Sabe-se agora que as forças armadas da Nigéria tinham recebido um aviso, quatro horas antes do ataque à escola, mas que foram incapazes de enviar reforços para a zona para impedir a tragédia.

Os militantes do Boko Haram tiveram, por isso, caminho quase aberto para entrar na escola e levar as suas vítimas. Carregaram-nas em camiões e levaram-nas para uma base secreta. Cerca de meia-centena tiveram a presença de espírito de saltar dos veículos em andamento e a sorte de sobreviver às caminhadas pelo mato até encontrarem ajuda, mas pelo menos 276 foram levadas.

A 5 de Maio o grupo reivindicou a autoria do ataque e uma semana mais tarde lançou um vídeo onde se viam as raparigas, todas cobertas com véus islâmicos. Explicava-se que as não muçulmanas tinham sido convertidas e que o destino a dar às raptadas seria o casamento com jihadistas.

"A minha religião permite a escravidão", justificava o líder do Boko Haram, que dizia ainda que Alá tinha ordenado que vendesse as raparigas. Estas, insistia, não deviam ter estado na escola, pois como tinham mais de nove anos tinham idade para estarem casadas.

"Bring back our girls"
Uma campanha internacional tomou de assalto as redes sociais, com pessoas de todo o mundo, incluindo grandes figuras como Michelle Obama, a postarem fotografias a segurar sinais que diziam: "Bring back our girls" (tragam as nossas raparigas de volta). O governo nigeriano foi fortemente pressionado para dar mais informação, ou resgatar as vítimas, mas nada pôde ser feito.

Surgiram então notícias que indicavam que muitas das raparigas de Chibok tinham sido levadas para mercados de escravos em países vizinhos enquanto outras tinham sido forçosamente casadas com combatentes do grupo terrorista. Para receberem uma destas "noivas", os jiadistas deviam pagar um valor que rondava os 10 euros, segundo alguns relatos.

Até hoje, as forças armadas da Nigéria não conseguiram salvar nenhuma rapariga. No dia 5 de Maio de 2014, uma tentativa de as encontrar acabou em tragédia, quando os militares que guardavam a vila de Gamboru Ngala para procurar as vítimas o Boko Haram aproveitou a sua ausência para massacrar 300 habitantes.

Houve informação de pelo menos duas tentativas de negociação, com propostas de trocar as raparigas raptadas por militantes detidos nas prisões nigerianas.
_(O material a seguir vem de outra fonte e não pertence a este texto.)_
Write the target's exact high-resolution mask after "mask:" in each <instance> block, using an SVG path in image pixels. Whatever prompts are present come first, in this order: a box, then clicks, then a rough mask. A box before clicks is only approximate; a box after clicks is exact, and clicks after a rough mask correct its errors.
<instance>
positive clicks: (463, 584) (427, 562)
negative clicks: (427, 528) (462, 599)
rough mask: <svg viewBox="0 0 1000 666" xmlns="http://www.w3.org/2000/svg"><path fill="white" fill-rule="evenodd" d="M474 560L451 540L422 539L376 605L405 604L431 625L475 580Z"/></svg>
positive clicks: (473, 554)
Nada se concretizou: ou as notícias eram falsas ou as propostas foram infrutíferas.

Desde o rapto, pelo menos mais quatro raparigas conseguiram escapar do seu cativeiro. Depois de andarem durante três semanas até se encontrarem em segurança, disseram que tinham sido mantidas num campo nos Camarões e que durante esse período, de Abril a Setembro, foram violadas todos os dias.

Antes, membros de uma milícia civil encontraram duas raparigas do grupo original, despidas e atadas a uma árvore, em péssimo estado de saúde. Outras quatro raparigas "desobedientes" teriam sido mortas e queimadas pelo Boko Haram.
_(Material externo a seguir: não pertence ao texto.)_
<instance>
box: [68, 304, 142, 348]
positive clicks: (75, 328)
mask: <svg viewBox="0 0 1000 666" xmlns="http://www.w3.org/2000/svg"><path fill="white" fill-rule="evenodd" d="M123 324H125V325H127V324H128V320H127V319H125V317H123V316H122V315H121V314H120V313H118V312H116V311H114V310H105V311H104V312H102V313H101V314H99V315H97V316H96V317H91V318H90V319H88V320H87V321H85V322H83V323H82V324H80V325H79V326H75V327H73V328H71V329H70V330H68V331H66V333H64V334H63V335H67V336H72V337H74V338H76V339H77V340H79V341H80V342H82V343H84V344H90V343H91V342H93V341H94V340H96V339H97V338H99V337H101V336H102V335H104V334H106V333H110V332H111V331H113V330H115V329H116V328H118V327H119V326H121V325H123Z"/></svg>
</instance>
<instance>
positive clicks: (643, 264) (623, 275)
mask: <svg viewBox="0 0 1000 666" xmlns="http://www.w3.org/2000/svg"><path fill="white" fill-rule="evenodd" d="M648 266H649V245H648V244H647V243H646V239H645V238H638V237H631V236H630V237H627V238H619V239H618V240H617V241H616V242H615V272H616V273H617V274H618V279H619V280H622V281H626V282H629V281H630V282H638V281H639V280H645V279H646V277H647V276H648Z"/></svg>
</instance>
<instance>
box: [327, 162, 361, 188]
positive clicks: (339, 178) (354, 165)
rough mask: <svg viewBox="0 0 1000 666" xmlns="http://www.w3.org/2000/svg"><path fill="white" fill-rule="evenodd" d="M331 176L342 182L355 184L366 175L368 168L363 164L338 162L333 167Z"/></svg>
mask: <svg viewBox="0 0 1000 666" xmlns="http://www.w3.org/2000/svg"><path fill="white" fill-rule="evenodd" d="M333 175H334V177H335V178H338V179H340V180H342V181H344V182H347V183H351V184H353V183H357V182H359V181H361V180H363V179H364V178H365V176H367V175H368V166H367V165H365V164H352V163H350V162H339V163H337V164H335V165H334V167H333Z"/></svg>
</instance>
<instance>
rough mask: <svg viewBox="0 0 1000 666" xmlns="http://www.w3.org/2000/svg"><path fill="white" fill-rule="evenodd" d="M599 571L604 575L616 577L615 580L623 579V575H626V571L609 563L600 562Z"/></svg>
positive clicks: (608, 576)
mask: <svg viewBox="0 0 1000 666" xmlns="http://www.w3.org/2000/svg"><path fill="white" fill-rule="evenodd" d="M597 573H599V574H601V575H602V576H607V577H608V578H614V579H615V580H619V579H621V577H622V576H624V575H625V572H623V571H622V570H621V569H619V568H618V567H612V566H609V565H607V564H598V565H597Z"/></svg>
Desde o rapto de 14 de Abril o grupo fundamentalista tornou-se ainda mais influente, chegando a ocupar várias cidades no norte da Nigéria. Os raptos e os massacres também continuaram, estimando-se que actualmente o Boko Haram tenha na sua posse mais de 500 mulheres e raparigas raptadas.
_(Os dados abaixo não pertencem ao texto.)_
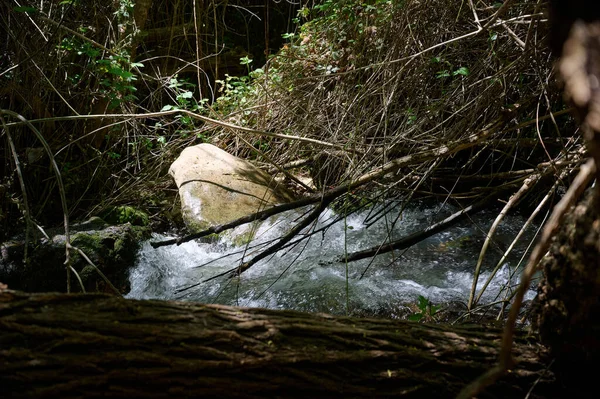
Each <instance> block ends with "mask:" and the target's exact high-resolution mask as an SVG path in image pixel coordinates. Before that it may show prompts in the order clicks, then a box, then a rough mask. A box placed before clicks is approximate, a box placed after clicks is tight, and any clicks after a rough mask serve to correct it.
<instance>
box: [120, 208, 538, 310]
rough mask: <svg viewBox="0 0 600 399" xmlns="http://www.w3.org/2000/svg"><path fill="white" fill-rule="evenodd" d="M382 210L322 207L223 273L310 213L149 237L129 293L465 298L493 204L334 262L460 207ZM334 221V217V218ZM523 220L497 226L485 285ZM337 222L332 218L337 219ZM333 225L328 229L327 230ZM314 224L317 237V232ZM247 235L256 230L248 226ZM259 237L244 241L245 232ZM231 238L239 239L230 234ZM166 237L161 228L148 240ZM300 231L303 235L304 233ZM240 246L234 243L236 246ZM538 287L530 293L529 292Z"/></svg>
mask: <svg viewBox="0 0 600 399" xmlns="http://www.w3.org/2000/svg"><path fill="white" fill-rule="evenodd" d="M379 210H381V209H379V208H373V209H370V210H364V211H362V212H359V213H356V214H353V215H351V216H348V217H347V218H345V219H344V218H343V217H342V218H340V217H339V215H337V214H336V213H335V212H334V211H332V210H327V211H325V212H324V213H323V214H322V215H321V217H320V218H319V220H318V222H317V223H316V224H315V225H314V226H312V227H311V228H310V229H309V230H308V231H306V232H305V233H306V235H305V236H299V237H298V238H297V239H296V240H295V241H293V242H295V244H293V245H290V246H288V247H287V248H285V249H283V250H281V251H280V252H278V253H277V254H275V255H273V256H271V257H267V258H266V259H264V260H262V261H261V262H259V263H257V264H256V265H254V266H253V267H251V268H250V269H248V270H247V271H246V272H245V273H243V274H242V275H241V276H240V277H236V278H229V277H228V276H226V275H225V276H221V277H215V276H219V275H221V274H224V273H225V272H227V271H228V270H231V269H233V268H235V267H236V266H238V265H239V264H240V262H242V261H243V260H249V259H251V258H252V257H253V256H254V255H255V254H256V253H257V252H258V251H260V250H262V249H264V248H267V247H268V245H269V244H271V243H273V242H274V240H277V239H278V238H279V237H281V236H282V235H283V234H285V233H286V232H287V231H288V230H289V228H290V227H291V226H293V225H294V224H295V223H296V220H297V219H298V217H299V216H301V215H302V214H303V213H302V211H295V212H288V213H286V214H283V215H279V216H277V217H275V218H272V219H271V220H268V221H266V222H264V223H263V224H262V225H260V226H258V228H256V229H255V231H252V232H249V228H250V227H248V226H240V227H238V228H237V229H235V230H234V231H233V232H232V234H223V235H221V236H220V237H219V238H218V239H215V240H213V241H212V242H188V243H184V244H182V245H179V246H176V245H173V246H167V247H160V248H157V249H154V248H152V247H151V246H150V242H146V243H144V244H143V247H142V249H141V251H140V252H139V255H138V260H137V264H136V266H135V267H134V269H132V271H131V275H130V281H131V287H132V289H131V292H130V293H129V295H128V296H129V297H130V298H138V299H150V298H157V299H183V300H190V301H197V302H203V303H220V304H227V305H237V306H248V307H263V308H271V309H295V310H301V311H307V312H325V313H333V314H346V313H347V310H349V312H348V313H349V314H360V315H385V316H388V317H389V316H391V317H393V316H394V315H395V314H396V313H398V312H399V311H400V312H401V310H402V309H404V310H406V308H405V305H406V304H410V303H415V302H416V301H417V300H418V297H419V296H420V295H422V296H424V297H426V298H428V299H429V300H430V301H431V302H432V303H437V304H443V303H449V302H462V303H466V302H467V300H468V296H469V292H470V289H471V284H472V279H473V270H474V268H475V264H476V262H477V258H478V256H479V252H480V249H481V245H482V243H483V240H484V235H485V233H486V232H487V230H488V229H489V226H490V225H491V223H492V221H493V219H494V218H495V216H496V213H494V212H493V211H486V212H482V213H479V214H478V215H476V216H474V217H473V218H472V219H471V220H470V221H468V222H464V223H462V224H459V225H457V226H455V227H453V228H451V229H449V230H446V231H444V232H442V233H439V234H437V235H435V236H433V237H430V238H428V239H426V240H424V241H422V242H420V243H418V244H416V245H414V246H413V247H411V248H409V249H407V250H404V251H395V252H394V253H387V254H383V255H379V256H377V257H375V258H372V259H365V260H361V261H356V262H350V263H348V264H346V263H344V262H339V261H337V258H338V257H339V255H342V254H344V253H345V251H346V252H348V253H350V252H353V251H357V250H361V249H365V248H369V247H372V246H375V245H378V244H381V243H382V242H385V241H386V240H388V241H389V240H397V239H399V238H401V237H403V236H406V235H408V234H411V233H413V232H415V231H418V230H420V229H423V228H425V227H427V226H428V225H430V224H432V223H435V222H436V221H439V220H441V219H443V218H444V217H446V216H448V215H450V214H451V213H452V212H455V211H456V209H452V208H450V207H448V205H446V206H445V207H443V208H442V207H440V206H439V205H438V206H425V205H421V206H418V207H413V208H411V209H408V210H407V209H405V210H404V212H403V214H402V217H401V218H399V217H398V215H397V214H394V212H387V213H385V214H384V213H382V212H378V211H379ZM336 220H337V221H336ZM524 221H525V219H524V218H522V217H520V216H508V217H506V218H505V220H504V222H503V223H502V224H501V226H500V229H499V231H497V233H496V236H495V239H494V242H493V244H492V245H491V246H490V248H489V249H488V254H487V256H486V260H485V262H484V265H483V272H482V274H481V275H480V278H479V288H481V287H482V286H483V283H484V282H485V281H486V279H487V278H488V276H489V275H490V272H491V270H492V269H493V268H494V267H495V266H496V263H497V262H498V261H499V260H500V258H501V256H502V253H503V251H504V250H505V248H507V247H508V246H509V245H510V243H511V241H512V240H513V238H514V237H515V236H516V234H517V233H518V232H519V230H520V228H521V226H522V224H523V223H524ZM334 222H335V223H334ZM325 227H326V228H325ZM534 230H535V228H533V227H530V228H529V231H528V232H527V234H525V237H524V239H522V240H521V242H520V243H519V244H518V245H517V247H516V248H515V249H514V250H513V253H512V254H511V255H510V256H509V257H508V259H507V260H506V262H505V263H504V264H503V265H502V266H501V269H500V271H499V272H498V273H497V275H496V276H495V278H494V279H493V280H492V282H491V284H490V285H489V286H488V288H487V290H486V292H485V293H484V295H483V297H482V300H481V303H490V302H494V301H497V300H499V299H502V298H503V297H504V296H505V295H506V291H504V292H502V288H503V287H504V286H505V285H506V284H507V282H509V281H510V283H509V284H510V286H511V287H514V286H515V285H516V284H517V283H518V281H517V280H518V275H519V274H520V272H517V273H515V272H514V270H515V267H516V265H517V264H518V263H519V260H520V258H521V257H522V256H523V253H524V252H525V251H526V248H527V245H528V243H529V241H530V240H531V239H532V237H533V234H534ZM314 231H317V233H316V234H312V235H310V234H309V233H310V232H314ZM249 233H250V234H249ZM249 235H253V236H254V239H253V240H252V241H251V242H250V243H248V244H246V245H239V242H236V241H239V237H247V236H249ZM232 237H237V239H236V238H232ZM167 238H171V237H168V236H166V235H161V234H155V235H154V236H153V238H152V239H151V241H161V240H164V239H167ZM301 238H303V239H301ZM236 244H237V245H236ZM533 296H534V292H532V291H530V292H529V293H528V296H527V299H532V298H533Z"/></svg>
Em Março de 2015 o Boko Haram anunciou a sua fidelidade ao Estado Islâmico, reconhecendo o seu líder como verdadeiro califa. O juramento seguiu-se a uma fase em que as comunicações e a propaganda do grupo africano registaram um grande aumento de qualidade, indicando que já havia colaboração nesse sentido entre as duas organizações terroristas.

Actualmente o Boko Haram está sob forte pressão e enfrenta uma coligação composta não só pela Nigéria, mas também pelos exércitos de países vizinhos como o Níger, Chade, Camarões e Benim.

Depois de anos de constantes avanços e vitórias, o grupo parece estar finalmente em retirada, tendo perdido várias cidades importantes nos últimos meses. Das raparigas do Chibok, contudo, continua a não haver qualquer notícia.